Jocelyne Blouin, une «maman météo»

BLOGUE / «Jocelyne, c'est Jocelyne.» C'est en ces mots que Bernard Derome me parlait de la météorologue la plus connue au Québec, quand j'ai annoncé sa retraite en 2011 dans «Le Soleil». Jocelyne Blouin, qui a livré la météo à Radio-Canada durant 33 ans, a succombé à un cancer lundi. Elle avait 68 ans.

On n'avait qu'à évoquer son prénom et tout le monde savait de qui on parlait. Jour après jour, on se fiait à ses prévisions, elle faisait partie de nos vies. Jocelyne ne pouvait pas se tromper.

Météorologue de formation, Jocelyne Blouin avait quitté graduellement Environnement Canada pour faire sa première apparition au Téléjournal en 1978. Depuis sa disparition des ondes, elle n'était pas restée chez elle à ne rien faire.

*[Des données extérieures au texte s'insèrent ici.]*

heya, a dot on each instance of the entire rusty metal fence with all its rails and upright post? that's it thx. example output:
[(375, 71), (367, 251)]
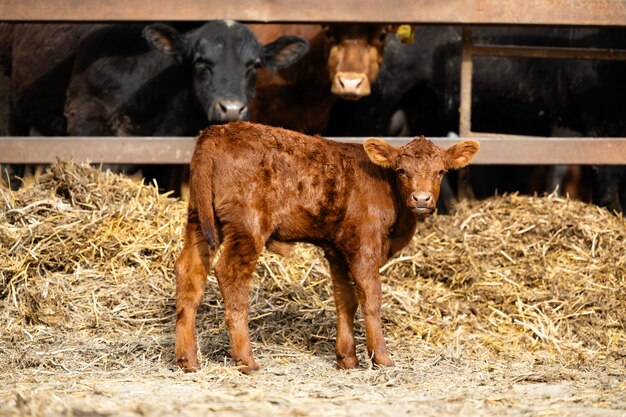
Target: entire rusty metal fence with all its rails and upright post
[(502, 149)]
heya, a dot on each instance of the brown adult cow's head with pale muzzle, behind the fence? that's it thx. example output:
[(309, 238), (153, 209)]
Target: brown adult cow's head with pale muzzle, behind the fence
[(354, 57)]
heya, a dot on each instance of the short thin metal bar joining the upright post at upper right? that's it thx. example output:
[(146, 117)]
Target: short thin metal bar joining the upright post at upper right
[(548, 52)]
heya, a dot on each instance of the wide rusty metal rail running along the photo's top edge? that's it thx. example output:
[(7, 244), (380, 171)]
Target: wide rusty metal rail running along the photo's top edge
[(531, 12)]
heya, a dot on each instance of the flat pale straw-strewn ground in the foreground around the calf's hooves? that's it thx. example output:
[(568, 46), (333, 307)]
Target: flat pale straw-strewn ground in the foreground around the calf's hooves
[(300, 383)]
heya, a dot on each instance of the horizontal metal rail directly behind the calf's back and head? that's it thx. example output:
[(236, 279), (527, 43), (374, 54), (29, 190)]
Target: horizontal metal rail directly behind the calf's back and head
[(178, 150)]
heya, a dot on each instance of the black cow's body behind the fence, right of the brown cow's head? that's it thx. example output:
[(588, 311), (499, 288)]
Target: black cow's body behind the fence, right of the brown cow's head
[(510, 95)]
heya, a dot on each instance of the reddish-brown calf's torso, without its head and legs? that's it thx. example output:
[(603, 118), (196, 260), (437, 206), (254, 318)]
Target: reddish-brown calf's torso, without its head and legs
[(289, 186)]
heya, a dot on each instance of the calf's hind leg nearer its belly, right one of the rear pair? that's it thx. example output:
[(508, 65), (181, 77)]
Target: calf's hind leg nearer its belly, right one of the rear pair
[(234, 272)]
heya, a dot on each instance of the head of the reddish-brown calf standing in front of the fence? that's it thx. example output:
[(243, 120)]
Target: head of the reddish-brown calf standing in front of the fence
[(420, 166)]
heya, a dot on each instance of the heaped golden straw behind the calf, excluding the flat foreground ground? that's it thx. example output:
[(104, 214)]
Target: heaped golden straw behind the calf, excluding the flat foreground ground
[(86, 280)]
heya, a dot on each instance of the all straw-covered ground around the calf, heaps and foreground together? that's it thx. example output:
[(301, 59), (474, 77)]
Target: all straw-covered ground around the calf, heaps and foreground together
[(515, 306)]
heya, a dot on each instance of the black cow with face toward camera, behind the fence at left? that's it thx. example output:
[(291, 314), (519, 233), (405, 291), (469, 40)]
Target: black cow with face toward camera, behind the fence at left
[(173, 84)]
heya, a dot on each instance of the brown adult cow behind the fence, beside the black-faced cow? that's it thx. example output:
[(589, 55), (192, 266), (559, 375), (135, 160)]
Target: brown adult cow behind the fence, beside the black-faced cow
[(342, 62)]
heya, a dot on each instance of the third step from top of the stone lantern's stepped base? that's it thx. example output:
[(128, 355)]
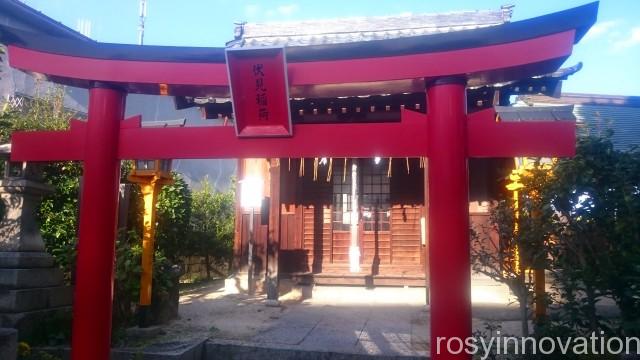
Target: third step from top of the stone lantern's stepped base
[(20, 300)]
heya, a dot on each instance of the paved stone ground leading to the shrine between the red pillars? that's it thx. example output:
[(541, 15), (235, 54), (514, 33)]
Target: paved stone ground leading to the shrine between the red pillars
[(383, 321)]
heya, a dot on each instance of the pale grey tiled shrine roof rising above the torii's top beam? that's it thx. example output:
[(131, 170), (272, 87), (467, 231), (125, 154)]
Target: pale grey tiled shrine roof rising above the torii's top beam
[(345, 30)]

Elle a entre autres développé Blisly, une application destinée aux «météo-sensibles», affectés par les caprices de la température.

Ce qu'on sait moins d'elle, c'est qu'elle a été pour un bon nombre de présentatrices météo (et quelques présentateurs aussi) une véritable «maman météo», un mentor attentionné. «Elle m'a tout montré, elle me recevait chez elle pour m'enseigner. Elle donnait de son temps pour que les bulletins soient de qualité», se souvenait Véronique Mayrand, l'actuelle présentatrice météo de Gravel le matin, sur ICI Première à Montréal.

Et dire qu'en 2005, quelqu'un à Radio-Canada a eu l'idée saugrenue de la remplacer par un tableau au Téléjournal. Ça n'a pas duré une semaine, et Jocelyne était de retour, à la demande générale. «J’ai été très émue par la réaction des gens, je ne pensais pas qu'ils étaient si attachés à moi», m'avait-elle confié, quelques années plus tard.

Attachés, nous l'étions. Et tristes aujourd'hui de la voir partir sous d'autres cieux sûrement plus cléments.